Sinais de resiliência
O estudo da Scientific Reports indica que o ambiente do Pantanal estava se recuperando desde o grande incêndio de 2020: todas as 18 espécies de mamíferos de médio e grande porte identificadas antes do incêndio foram encontradas um ano depois. Segundo Marcelo, esses animais devem ter encontrado refúgio em áreas que não queimaram ou viviam no entorno e recolonizaram a região. “Se a estação ecológica queimar de novo, é possível que algumas desapareçam”, alerta.

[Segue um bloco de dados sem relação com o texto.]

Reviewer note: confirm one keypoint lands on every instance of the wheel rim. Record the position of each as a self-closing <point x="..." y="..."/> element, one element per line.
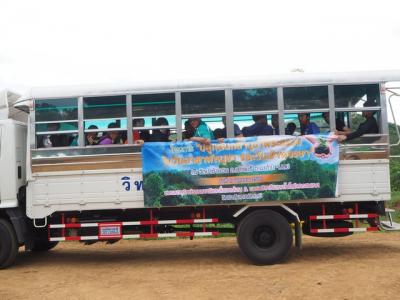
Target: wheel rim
<point x="264" y="237"/>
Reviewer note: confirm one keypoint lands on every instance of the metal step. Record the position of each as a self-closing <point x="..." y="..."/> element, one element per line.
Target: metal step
<point x="390" y="225"/>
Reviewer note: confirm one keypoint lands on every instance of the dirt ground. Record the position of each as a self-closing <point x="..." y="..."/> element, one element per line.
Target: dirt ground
<point x="361" y="266"/>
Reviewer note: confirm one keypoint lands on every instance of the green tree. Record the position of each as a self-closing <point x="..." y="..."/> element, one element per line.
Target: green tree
<point x="326" y="192"/>
<point x="154" y="188"/>
<point x="297" y="194"/>
<point x="268" y="195"/>
<point x="283" y="195"/>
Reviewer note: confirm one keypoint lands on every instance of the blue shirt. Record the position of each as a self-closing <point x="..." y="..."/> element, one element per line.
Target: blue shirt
<point x="258" y="129"/>
<point x="311" y="128"/>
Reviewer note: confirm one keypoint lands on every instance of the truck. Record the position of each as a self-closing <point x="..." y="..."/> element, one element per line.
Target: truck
<point x="60" y="183"/>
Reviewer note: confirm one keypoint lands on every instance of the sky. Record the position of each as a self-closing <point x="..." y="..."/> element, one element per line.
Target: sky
<point x="45" y="42"/>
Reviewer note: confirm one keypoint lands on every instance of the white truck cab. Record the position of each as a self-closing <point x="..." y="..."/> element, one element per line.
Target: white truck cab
<point x="12" y="150"/>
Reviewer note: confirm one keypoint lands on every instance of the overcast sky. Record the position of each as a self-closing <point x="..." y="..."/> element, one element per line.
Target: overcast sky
<point x="47" y="42"/>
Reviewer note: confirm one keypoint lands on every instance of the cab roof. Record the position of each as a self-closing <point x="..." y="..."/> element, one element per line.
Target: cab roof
<point x="290" y="79"/>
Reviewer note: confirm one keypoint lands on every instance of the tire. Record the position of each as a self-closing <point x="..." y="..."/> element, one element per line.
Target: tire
<point x="265" y="237"/>
<point x="43" y="245"/>
<point x="8" y="244"/>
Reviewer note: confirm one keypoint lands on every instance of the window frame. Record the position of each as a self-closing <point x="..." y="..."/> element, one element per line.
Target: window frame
<point x="229" y="112"/>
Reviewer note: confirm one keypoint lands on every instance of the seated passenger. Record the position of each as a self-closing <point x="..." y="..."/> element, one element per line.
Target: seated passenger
<point x="368" y="126"/>
<point x="306" y="126"/>
<point x="141" y="134"/>
<point x="160" y="135"/>
<point x="92" y="138"/>
<point x="260" y="127"/>
<point x="340" y="126"/>
<point x="189" y="131"/>
<point x="275" y="124"/>
<point x="290" y="128"/>
<point x="221" y="132"/>
<point x="202" y="133"/>
<point x="111" y="137"/>
<point x="53" y="140"/>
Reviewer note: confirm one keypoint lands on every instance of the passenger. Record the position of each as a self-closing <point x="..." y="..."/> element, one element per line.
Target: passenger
<point x="189" y="131"/>
<point x="202" y="133"/>
<point x="92" y="137"/>
<point x="260" y="127"/>
<point x="275" y="124"/>
<point x="111" y="137"/>
<point x="221" y="132"/>
<point x="53" y="140"/>
<point x="290" y="128"/>
<point x="368" y="126"/>
<point x="160" y="135"/>
<point x="139" y="134"/>
<point x="340" y="126"/>
<point x="306" y="126"/>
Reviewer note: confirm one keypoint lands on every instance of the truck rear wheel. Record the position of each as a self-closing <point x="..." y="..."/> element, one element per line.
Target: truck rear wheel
<point x="265" y="237"/>
<point x="8" y="244"/>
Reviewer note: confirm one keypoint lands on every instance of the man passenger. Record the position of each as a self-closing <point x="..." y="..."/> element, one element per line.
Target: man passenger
<point x="368" y="126"/>
<point x="260" y="127"/>
<point x="340" y="126"/>
<point x="221" y="132"/>
<point x="275" y="124"/>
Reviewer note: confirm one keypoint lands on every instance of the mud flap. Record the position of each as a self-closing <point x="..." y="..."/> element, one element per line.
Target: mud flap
<point x="298" y="235"/>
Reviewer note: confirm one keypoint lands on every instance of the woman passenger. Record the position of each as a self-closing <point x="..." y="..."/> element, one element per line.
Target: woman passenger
<point x="160" y="135"/>
<point x="202" y="133"/>
<point x="111" y="137"/>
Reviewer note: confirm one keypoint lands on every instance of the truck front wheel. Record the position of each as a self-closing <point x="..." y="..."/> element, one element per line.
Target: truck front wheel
<point x="8" y="244"/>
<point x="265" y="237"/>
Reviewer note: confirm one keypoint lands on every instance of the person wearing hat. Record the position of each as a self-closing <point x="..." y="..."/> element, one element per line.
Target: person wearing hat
<point x="260" y="127"/>
<point x="306" y="126"/>
<point x="368" y="126"/>
<point x="202" y="133"/>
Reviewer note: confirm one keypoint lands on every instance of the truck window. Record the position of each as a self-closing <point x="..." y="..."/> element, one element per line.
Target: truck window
<point x="105" y="120"/>
<point x="355" y="96"/>
<point x="56" y="122"/>
<point x="311" y="97"/>
<point x="154" y="117"/>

Curiosamente, apareceram nove espécies que não existiam na Esec de Taiamã antes do fogo, como três espécies de veados e a anta, com registros em áreas próximas à estação ecológica. “Após o fogo, parte da vegetação volta a crescer, oferecendo diversos tipos de brotos a esses animais que se alimentam de plantas”, diz Marcelo. Já o lobo-guará (Chrysocyon brachyurus) e a raposinha (Lycalopex vetulus), habitantes do Cerrado que normalmente não entram no Pantanal, são atraídos pela alteração na vegetação, que cria mais áreas abertas.
Carnívoros como onças-pintadas e jaguatiricas, que normalmente vivem em florestas, foram vistos nas áreas queimadas, provavelmente atrás de presas. O biólogo ressalta que essa maior diversidade não é necessariamente um dado positivo, mas um sinal da degradação do ambiente pelo fogo.
Foram identificados ainda 10 mamíferos de pequeno porte, como roedores e marsupiais com menos de um quilo, que não conseguem fugir do fogo. Nesse caso, não havia registros anteriores para fazer uma análise do impacto do incêndio. “Só o fato de eles estarem ali já era um sinal de que resistiram ou recolonizaram a área”, afirma Marcelo.
“O estudo de Marcelo chama a atenção, em um momento propício, para os efeitos dos grandes incêndios no Pantanal”, observa Bernardo, da UFSC. Ele ressalta que seria interessante fazer outros estudos para entender melhor o impacto do fogo na vegetação.
O efeito da seca
“O Pantanal passa por oscilações históricas de cheia e seca, mas, desde 1985, as cheias se tornaram menos acentuadas do que em períodos anteriores”, diz o biólogo Christian Berlinck, do ICMBio e um dos autores do artigo. Segundo o pesquisador, o nível dos rios está abaixo daquele de 1964, ano da maior seca na região. A baixa vazão do rio seria resultado de menos chuvas na bacia do Alto Paraguai, em áreas de Cerrado e floresta amazônica onde estão as nascentes dos rios que inundam o Pantanal.
O climatologista José Marengo, do Centro Nacional de Monitoramento e Alertas de Desastres Naturais (Cemaden), afirma que o Pantanal não se recuperou depois da forte seca de 2019. Ele observa que tem chovido pouco no verão, época úmida, e reitera que a vazão dos rios diminuiu. “As secas deste ano e do próximo podem ser piores ainda”, alerta.
José verificou que o nível do rio Paraguai nas cidades de Ladário e Porto Murtinho, ambas em Mato Grosso do Sul, está próximo da mínima histórica, com base em dados do Cemaden, da Marinha do Brasil e da Agência Nacional de Águas e Saneamento Básico (ANA). Além disso, a temperatura cada vez mais alta aumenta o risco de alastramento do fogo, que segundo o climatologista geralmente começa pela ação humana. “O fogo é usado na agricultura, para limpar o terreno, e se propaga por causa do calor e da seca.”
O aumento dos focos de incêndio no Pantanal segue uma tendência mundial, segundo artigo publicado em 24 de junho na revista científica Nature Ecology and Evolution. O estudo mostra que a quantidade de incêndios no mundo dobrou entre 2003 e 2023, com seis eventos extremos nos últimos sete anos, principalmente no Canadá, nos Estados Unidos e na Rússia, de acordo com dados de satélite.
Artigos científicos
- BARDALES, R. et al. Neotropical mammal responses to megafires in the Brazilian Pantanal. Global Change Biology. v. 30, n. 4. 24 abr. 2024.
- CUNNINGHAM, C. X. et al. Increasing frequency and intensity of the most extreme wildfires on Earth. Nature Ecology and Evolution. On-line. 24 jun. 2024.
- MAGIOLI, M. et al. Forest type modulates mammalian responses to megafires. Scientific Reports. On-line. 12 jun. 2024.